In situ conversion of tumors into autologous tumor vaccines

All cancers arise as a result of somatically acquired changes in the DNA of cancer cells. These mutations can be either “driver” mutations associated with oncogenesis or “passenger” mutations that do not contribute to cancer development (Stratton et al., 2009). Regardless of their contribution to cancer development, if both types of mutations result in changes in amino acid sequence in cellular proteins, some of the mutated proteins may be “regarded” by the immune system as foreign antigens that elicit a protective immune response. This assumption is supported by observations reporting a correlation between the extent of T-cell infiltration into primary or metastatic tumors, a decrease in growth of the primary tumor and metastatic spread, and improved clinical outcome (Zhang et al., 2003; Galon et al., 2006; Mlecnik et al., 2011). In patients with low or no infiltration of T cells and, accordingly, with poor prognosis, it is probable that the immune system fails to detect the mutated proteins and react against them. Based on these considerations, it was argued that tumors might be converted into in situ vaccines against the mutated proteins in the individual patient and that such conversion is feasible by inducing the expression of α-gal epitopes on tumor cell membranes (Galili and LaTemple, 1997). As in the aforementioned case of glycoengineered viral vaccines for expression of α-gal epitopes (Figure 8), it was assumed that binding of the patient’s anti-Gal to autologous tumor cells glycoengineered to present α-gal epitopes might result in complement activation, recruitment of APC that will effectively phagocytose the anti-Gal opsonized tumor cells, and cell membranes (Figure 7B). APC process and transport the mutated tumor cell peptides to regional lymph nodes, resulting in the induction of a protective immune response against the treated tumor and metastatic cells. This protective immune response may be highly variable and will depend on the immunogenicity of the mutated tumor cell proteins, as well as the activity of the immune system in the treated patient. However, the treatment is customized to the mutated proteins of the individual patient, and it does not require the identification of these mutations.

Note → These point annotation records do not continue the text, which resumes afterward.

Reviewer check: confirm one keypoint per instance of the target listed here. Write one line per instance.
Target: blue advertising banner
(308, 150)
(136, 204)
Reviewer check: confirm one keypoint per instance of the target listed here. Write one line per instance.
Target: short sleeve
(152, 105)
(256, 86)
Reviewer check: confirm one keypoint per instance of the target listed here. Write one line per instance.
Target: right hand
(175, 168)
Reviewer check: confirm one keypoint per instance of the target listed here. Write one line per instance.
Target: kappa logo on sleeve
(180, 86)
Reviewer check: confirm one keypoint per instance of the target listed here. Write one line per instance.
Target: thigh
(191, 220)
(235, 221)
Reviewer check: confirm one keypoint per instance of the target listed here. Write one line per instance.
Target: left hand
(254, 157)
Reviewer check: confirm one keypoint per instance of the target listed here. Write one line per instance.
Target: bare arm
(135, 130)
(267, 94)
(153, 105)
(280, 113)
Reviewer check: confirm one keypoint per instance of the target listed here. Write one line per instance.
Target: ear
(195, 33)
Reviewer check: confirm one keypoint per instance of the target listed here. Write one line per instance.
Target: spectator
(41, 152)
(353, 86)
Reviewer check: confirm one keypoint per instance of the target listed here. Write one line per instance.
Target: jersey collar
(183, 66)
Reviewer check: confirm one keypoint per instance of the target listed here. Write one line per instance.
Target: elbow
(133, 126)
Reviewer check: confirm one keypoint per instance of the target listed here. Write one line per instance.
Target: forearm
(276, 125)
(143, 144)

Experimental studies with the mouse B16 melanoma cell lines (cells lack α-gal epitopes) in anti-Gal-producing GT-KO mice were performed to study the hypothesis on the increased immunogenicity of tumors engineered to present α-gal epitopes. B16 cells stably transfected with the α1,3-GT gene GGTA1 for the induction of α-gal epitopes presentation were used as a vaccine. This vaccine was found to be much more effective in inducing a protective immune response against challenges with live B16 cells and against the development of distant metastases than unmodified B16 vaccinating cells (LaTemple et al., 1999; Rossi et al., 2005). A practical and effective way for in situ conversion of a solid tumor into an autologous tumor vaccine presenting α-gal epitopes was the intra-tumoral injection of natural α-gal glycolipid micelles (Galili et al., 2007; Abdel-Motal et al., 2009) or such synthetic α-gal glycolipid micelles (Shaw et al., 2019). Intra-tumoral injections of both natural and synthetic α-gal glycolipid micelles were found to decrease the size of the treated tumor and prevent the development of distant metastases (Galili et al., 2007; Abdel-Motal et al., 2009; Shaw et al., 2019). Intra-tumoral injection of α-gal glycolipids in a small group of cancer patients in an advanced state of the disease was found in a Phase-1 clinical trial to be well-tolerated with no toxic effects (Whalen et al., 2012).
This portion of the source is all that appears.